Analyses were performed using SAS V.9.4,26 R V.3.6.2 and RStudio V.1.2.5033.15 Unless specified, all analyses were performed for the intent-to-treat population that included all randomised participants.
RESULTS
Of 210 people screened for eligibility, 164 were eligible, and 43 were randomised (21 to filtered condition first and 22 to unfiltered condition first) (online supplemental figure 2). Study completion was 17 of 21 (81%) and 19 of 22 (86%) in the FU and UF arms, respectively. The mean (SD) age was 36.7 years (9.9), and 18 (41.9%) were women. At baseline, participants reported smoking an average (SD) of 14.5 (6.7) cigarettes per day in the past 30 days (online supplemental table 2). No serious adverse events occurred during the study.
Perceptions
Filtered cigarettes were rated as more satisfying (0.56 points higher (95% CI: 0.32 to 0.81), p<0.01), less aversive (0.28 points lower (95% CI: −0.52 to −0.03), p=0.03), more enjoyable (0.52 points higher (95% CI: 0.25 to 0.79), p<0.01) and less negatively reinforcing (0.38 points lower (95% CI: −0.70 to −0.06), p=0.02) than unfiltered cigarettes (table 1; online supplemental figure 3). Filtered cigarettes were perceived as better tasting (13.4 points higher (95% CI: 8.4 to 18.3)), less harsh (21.3 points lower (95% CI: −27.0 to −15.5)) and less potent (14.8 points lower (95% CI: −19.8 to −9.8)), compared with unfiltered cigarettes, p<0.01 (table 1; online supplemental figure 4). Additional results are reported in online supplemental tables 3 and 4.
Table 1.
Cigarette evaluation, nicotine dependence and behaviours during filtered versus unfiltered smoking conditions
Outcome measure | Filtered vs unfiltered cigarettes MD or OR | SE | 95% CI | P value |
---|---|---|---|---|
Cigarette evaluation† | ||||
Smoking Satisfaction, 1–7 | 0.56* | 0.12 | 0.32 to 0.81 | <0.01 |
Psychological Reward, 1–7 | 0.15* | 0.11 | −0.06 to 0.37 | 0.16 |
Aversion, 1–7 | −0.28* | 0.13 | −0.52 to 0.03 | 0.03 |
Enjoyment Respiratory Sensations, 1–7 | 0.52* | 0.14 | 0.25 to 0.79 | <0.01 |
Craving Reduction, 1–7 | −0.38* | 0.16 | −0.70 to 0.06 | 0.02 |
Smoking perception | ||||
Addiction, 0–100 | 0.95* | 1.64 | −2.28 to 4.19 | 0.56 |
Draw ease, 0–100 | −5.08* | 3.34 | −11.66 to 1.51 | 0.13 |
Potency, 0–100 | −14.80* | 2.53 | −19.79 to 9.81 | <0.01 |
Taste, 0–100 | 13.35* | 2.50 | 8.43 to 18.28 | <0.01 |
Harshness, 0–100 | −21.26* | 2.92 | −27.01 to 15.51 | <0.01 |
Smoking behaviours and biomarker | ||||
Cigarettes per day | 0.66* | 0.33 | 0.01 to 1.30 | 0.05 |
Cotinine, ng/mg‡ | −135.0* | 256.3 | −303.40 to 60.49 | 0.18 |
Quit intention | 0.96** | 0.27 | 0.56 to 1.66 | 0.89 |
Nicotine dependence | ||||
FTND, 0–10§ | 0.15* | 0.19 | −0.22 to 8.47 | 0.42 |
Bolded entries are statistically significant.
MD (filtered–unfiltered);
OR.
Cigarette evaluation included the five domains of the mCEQ
Adjusted for creatinine.
A higher score indicates greater nicotine dependence.
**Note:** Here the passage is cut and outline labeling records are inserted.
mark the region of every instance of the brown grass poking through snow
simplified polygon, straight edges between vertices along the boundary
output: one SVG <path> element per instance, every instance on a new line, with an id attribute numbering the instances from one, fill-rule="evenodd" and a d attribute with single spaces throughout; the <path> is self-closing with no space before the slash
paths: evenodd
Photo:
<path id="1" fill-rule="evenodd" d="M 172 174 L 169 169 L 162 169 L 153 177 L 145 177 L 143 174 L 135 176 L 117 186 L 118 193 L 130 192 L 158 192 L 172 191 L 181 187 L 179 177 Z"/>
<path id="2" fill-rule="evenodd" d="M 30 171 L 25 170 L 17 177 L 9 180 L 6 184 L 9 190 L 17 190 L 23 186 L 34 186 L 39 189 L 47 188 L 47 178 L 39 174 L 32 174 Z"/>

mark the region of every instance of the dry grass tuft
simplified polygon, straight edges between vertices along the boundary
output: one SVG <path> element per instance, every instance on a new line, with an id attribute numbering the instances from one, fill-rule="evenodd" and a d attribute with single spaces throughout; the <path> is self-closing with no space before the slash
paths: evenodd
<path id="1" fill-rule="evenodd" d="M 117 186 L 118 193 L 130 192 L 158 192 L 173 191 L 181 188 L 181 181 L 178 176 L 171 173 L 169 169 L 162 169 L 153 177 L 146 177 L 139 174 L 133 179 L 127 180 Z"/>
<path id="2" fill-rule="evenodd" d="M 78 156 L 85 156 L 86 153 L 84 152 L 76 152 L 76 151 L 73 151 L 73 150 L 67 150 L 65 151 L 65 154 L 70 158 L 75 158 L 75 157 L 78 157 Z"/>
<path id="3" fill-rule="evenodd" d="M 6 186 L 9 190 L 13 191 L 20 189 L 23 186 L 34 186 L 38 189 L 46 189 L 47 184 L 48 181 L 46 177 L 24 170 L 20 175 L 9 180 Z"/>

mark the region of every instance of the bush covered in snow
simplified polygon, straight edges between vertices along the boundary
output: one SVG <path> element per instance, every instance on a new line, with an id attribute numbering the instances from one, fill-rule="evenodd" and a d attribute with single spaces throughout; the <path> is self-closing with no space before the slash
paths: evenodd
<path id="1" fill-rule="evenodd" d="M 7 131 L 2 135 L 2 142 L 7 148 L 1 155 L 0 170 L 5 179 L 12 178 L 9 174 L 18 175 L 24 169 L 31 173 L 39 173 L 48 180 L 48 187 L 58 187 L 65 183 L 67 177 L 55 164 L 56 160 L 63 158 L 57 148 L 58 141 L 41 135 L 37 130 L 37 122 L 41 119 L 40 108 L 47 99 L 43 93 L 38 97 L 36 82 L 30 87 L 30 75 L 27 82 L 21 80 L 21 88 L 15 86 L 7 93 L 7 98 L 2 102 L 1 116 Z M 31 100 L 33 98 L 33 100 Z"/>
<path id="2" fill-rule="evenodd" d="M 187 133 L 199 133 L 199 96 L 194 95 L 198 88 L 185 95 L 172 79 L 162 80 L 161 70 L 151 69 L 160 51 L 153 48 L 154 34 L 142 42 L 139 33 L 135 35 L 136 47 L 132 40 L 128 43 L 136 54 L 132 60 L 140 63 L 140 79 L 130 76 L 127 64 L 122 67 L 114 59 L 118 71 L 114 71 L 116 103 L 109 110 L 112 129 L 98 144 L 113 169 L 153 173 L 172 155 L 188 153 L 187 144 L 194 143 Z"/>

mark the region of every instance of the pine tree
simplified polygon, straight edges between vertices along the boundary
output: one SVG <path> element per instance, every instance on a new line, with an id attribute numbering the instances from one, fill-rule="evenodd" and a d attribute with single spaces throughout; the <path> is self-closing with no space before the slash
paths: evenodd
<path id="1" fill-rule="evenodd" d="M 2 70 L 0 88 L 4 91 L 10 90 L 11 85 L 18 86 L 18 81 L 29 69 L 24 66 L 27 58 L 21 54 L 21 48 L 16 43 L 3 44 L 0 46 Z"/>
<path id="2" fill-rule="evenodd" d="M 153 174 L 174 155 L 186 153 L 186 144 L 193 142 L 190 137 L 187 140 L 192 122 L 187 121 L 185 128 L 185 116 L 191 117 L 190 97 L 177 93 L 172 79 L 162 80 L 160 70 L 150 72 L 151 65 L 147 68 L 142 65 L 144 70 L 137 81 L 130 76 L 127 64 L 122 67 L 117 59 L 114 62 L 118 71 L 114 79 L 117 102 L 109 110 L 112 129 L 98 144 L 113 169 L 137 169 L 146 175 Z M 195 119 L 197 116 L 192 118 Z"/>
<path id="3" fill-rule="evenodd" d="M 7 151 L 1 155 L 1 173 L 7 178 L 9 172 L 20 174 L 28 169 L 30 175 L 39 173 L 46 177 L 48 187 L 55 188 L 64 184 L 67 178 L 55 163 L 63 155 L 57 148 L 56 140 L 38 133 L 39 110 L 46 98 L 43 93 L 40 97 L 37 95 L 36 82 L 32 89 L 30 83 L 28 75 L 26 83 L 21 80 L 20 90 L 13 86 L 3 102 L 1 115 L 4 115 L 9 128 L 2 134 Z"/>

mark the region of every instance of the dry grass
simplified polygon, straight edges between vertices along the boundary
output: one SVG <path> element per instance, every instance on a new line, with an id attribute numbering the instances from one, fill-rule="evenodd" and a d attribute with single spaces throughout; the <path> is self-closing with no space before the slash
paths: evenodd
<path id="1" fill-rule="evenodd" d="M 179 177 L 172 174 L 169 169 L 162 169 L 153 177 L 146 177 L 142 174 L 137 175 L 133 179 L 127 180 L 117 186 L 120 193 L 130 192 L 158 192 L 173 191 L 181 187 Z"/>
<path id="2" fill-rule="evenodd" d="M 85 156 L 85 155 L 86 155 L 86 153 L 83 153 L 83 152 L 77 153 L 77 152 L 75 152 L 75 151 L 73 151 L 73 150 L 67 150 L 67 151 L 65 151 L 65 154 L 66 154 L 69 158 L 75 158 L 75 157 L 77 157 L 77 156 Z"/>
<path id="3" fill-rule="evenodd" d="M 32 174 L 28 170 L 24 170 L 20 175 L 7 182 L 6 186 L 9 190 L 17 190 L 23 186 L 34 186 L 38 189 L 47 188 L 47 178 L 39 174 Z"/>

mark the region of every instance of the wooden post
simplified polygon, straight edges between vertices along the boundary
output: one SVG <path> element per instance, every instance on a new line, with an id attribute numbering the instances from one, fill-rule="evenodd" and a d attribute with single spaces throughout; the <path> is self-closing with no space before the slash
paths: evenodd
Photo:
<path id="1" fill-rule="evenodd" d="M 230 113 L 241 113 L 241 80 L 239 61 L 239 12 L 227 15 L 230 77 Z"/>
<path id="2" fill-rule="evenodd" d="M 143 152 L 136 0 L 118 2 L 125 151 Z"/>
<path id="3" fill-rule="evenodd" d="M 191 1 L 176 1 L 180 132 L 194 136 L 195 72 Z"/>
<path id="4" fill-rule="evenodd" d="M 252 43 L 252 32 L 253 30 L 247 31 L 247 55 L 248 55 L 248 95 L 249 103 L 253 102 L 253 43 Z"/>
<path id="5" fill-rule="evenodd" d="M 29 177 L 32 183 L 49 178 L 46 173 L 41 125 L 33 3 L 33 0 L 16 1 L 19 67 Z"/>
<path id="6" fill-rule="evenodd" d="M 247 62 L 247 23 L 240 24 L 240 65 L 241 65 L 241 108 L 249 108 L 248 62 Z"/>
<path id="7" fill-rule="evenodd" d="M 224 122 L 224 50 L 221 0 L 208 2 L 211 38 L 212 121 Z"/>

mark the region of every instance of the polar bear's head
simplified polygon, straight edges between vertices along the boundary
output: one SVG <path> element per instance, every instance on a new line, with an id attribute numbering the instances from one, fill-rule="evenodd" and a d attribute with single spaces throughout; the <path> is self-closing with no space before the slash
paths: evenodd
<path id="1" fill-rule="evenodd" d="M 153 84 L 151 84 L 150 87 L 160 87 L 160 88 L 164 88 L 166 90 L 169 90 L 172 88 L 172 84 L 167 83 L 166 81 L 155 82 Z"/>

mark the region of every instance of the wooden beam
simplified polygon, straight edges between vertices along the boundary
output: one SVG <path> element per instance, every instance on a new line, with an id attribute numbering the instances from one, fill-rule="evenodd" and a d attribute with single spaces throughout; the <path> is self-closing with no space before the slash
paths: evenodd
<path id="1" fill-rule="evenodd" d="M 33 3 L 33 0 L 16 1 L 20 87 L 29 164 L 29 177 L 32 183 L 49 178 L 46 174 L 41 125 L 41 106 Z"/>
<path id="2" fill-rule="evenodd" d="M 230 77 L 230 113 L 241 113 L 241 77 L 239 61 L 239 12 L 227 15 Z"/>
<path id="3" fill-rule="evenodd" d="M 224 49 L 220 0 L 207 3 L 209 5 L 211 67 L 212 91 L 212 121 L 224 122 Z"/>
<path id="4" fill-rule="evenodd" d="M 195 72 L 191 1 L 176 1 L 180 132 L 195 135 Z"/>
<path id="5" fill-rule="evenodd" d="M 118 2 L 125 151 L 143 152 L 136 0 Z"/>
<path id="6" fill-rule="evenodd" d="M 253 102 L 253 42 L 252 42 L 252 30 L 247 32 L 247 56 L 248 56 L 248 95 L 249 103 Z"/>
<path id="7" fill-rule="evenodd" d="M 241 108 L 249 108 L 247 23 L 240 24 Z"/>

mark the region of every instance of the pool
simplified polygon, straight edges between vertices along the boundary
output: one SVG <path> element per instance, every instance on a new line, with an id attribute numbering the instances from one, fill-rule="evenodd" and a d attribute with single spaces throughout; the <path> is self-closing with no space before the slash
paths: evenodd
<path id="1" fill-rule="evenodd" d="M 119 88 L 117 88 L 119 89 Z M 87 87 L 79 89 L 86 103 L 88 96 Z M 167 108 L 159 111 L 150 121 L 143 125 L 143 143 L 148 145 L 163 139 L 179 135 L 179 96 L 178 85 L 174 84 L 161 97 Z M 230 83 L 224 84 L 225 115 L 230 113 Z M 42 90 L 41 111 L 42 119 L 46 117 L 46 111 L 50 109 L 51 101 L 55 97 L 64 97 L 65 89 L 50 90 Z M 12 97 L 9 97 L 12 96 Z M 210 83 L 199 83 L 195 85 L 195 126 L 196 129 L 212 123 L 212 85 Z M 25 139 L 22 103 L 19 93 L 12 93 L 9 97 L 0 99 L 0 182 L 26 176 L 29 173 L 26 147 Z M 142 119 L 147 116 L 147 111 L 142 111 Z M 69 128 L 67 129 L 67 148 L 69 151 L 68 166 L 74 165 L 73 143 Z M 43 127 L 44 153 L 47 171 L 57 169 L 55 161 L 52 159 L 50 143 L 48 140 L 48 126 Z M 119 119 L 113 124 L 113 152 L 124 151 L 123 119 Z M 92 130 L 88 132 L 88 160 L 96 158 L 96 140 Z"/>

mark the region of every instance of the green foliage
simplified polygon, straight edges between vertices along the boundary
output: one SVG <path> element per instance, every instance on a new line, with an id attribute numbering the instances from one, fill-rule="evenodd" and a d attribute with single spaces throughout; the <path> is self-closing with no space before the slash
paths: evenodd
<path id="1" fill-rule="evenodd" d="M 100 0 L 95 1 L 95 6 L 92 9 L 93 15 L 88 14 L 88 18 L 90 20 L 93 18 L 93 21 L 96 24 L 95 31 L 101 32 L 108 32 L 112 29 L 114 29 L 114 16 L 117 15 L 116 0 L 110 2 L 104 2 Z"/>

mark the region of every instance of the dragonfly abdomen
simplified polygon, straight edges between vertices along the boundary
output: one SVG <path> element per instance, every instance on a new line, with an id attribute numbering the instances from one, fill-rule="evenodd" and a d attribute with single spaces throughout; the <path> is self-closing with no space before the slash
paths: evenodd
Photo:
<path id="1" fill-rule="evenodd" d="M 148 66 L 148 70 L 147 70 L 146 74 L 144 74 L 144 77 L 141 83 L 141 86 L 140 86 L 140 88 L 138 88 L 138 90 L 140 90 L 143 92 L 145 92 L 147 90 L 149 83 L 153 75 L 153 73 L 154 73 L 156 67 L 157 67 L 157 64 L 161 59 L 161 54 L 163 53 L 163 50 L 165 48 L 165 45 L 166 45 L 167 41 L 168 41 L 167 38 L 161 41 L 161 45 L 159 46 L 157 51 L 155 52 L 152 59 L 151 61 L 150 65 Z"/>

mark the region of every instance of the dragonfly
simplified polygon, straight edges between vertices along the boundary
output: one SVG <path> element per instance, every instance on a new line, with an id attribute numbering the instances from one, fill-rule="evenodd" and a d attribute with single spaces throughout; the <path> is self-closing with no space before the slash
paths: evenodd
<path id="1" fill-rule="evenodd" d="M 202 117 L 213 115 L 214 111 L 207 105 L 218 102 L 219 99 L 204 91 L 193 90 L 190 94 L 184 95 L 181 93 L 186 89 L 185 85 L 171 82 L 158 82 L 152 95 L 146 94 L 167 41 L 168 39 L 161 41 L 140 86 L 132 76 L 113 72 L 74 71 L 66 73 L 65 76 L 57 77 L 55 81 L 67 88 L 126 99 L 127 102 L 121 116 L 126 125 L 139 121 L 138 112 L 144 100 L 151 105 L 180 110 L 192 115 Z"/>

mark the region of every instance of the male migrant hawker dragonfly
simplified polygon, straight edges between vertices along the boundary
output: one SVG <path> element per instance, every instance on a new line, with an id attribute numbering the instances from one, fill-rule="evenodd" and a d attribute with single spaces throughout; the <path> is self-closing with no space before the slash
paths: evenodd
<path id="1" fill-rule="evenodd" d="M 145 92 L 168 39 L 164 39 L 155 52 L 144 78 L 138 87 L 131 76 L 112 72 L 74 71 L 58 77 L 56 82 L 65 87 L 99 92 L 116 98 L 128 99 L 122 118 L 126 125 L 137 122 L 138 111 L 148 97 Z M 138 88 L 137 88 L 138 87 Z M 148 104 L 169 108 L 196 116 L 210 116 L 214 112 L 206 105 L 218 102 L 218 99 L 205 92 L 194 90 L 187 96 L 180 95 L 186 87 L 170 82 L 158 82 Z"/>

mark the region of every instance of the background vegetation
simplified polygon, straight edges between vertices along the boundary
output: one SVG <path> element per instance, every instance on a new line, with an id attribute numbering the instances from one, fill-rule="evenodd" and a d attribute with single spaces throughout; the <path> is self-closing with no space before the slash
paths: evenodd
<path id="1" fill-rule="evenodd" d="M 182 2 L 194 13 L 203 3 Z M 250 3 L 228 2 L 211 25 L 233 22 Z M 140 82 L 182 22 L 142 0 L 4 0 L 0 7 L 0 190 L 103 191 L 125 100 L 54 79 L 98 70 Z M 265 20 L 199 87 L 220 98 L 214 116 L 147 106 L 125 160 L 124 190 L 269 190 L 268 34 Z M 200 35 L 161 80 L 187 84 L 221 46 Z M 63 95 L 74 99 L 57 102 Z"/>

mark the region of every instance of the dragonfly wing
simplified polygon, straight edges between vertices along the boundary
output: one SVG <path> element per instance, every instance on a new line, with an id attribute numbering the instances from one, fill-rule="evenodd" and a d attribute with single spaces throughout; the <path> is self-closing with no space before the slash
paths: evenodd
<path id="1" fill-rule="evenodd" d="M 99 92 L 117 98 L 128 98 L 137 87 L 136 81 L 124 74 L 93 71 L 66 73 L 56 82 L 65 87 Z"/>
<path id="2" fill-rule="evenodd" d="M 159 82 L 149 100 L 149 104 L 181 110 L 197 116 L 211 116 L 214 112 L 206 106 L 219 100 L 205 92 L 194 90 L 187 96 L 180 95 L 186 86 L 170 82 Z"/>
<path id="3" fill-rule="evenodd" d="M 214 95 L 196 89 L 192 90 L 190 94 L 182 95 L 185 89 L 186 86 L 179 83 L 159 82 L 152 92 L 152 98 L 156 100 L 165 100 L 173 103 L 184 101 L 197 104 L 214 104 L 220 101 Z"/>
FTND, Fagerström Test of Nicotine Dependence; mCEQ, Modified Cigarette
Evaluation Questionnaire; MD, mean difference; OR, odds ratio; SE, standard error.
Smoking behaviour
There was no difference in nicotine dependence score for filtered versus unfiltered cigarettes (0.15 points (95% CI: −0.22 to 0.52), p=0.42) (table 1). Average cigarettes smoked per day were 0.66 higher for filtered cigarettes compared with unfiltered cigarettes ((95% CI: 0.01 to 1.30), p=0.05) (table 1). The log-transformed creatinine-adjusted urinary cotinine level for participants was comparable when smoking filtered and unfiltered cigarettes (mean difference=−135 ng/mg lower (95% CI: −330.40 to 60.49), p=0.17) (table 1). There was no intention to quit difference for filtered and unfiltered conditions (OR=0.96 (95% CI: 0.56 to 1.66), p=0.89) (table 1). Additional results are provided in online supplemental tables 5–7 and online supplemental figure 5.
DISCUSSION
This randomised cross-over trial found that unfiltered cigarettes were perceived less favourably than filtered cigarettes. People who smoke rated unfiltered cigarettes as more harsh, worse tasting, less enjoyable and less satisfying. Participants also rated unfiltered cigarettes as more potent, aversive and negatively reinforcing compared with filtered cigarettes (dizziness and nausea are nicotine effects17). Positive subjective effects such as satisfaction are linked with greater risk of cigarette use, higher consumption, more nicotine exposure and increased dependence.27–29 Negative nicotine effects such as aversion are associated with lower cigarette use risk, lower consumption, lower nicotine exposure and less dependence.27 29 Thus, it was surprising that nicotine exposure, dependence, and quit intention were comparable between filtered and unfiltered cigarettes, despite different sensory perceptions and perceived nicotine effects. It is possible that nicotine exposure did not vary between filtered versus unfiltered cigarettes, because the difference in filtered and unfiltered cigarettes smoked was small. Also, our 2-week treatment period may have been insufficient to detect changes in dependence or smoking behaviour.30
Measuring changes in cigarette perceptions may provide valuable consumer insights in reaction to environmental tobacco product regulatory actions31 such as banning the sale of filtered cigarettes.32 33 Modifying or removing products with higher reinforcement value from the market may lead to reduced cigarette consumption and/or smoking cessation.29 31 34 35 A longer study period and larger sample size will help determine whether banning filtered cigarettes may result in these effects. Additional research is needed to determine the possible environmental benefits of using unfiltered cigarettes.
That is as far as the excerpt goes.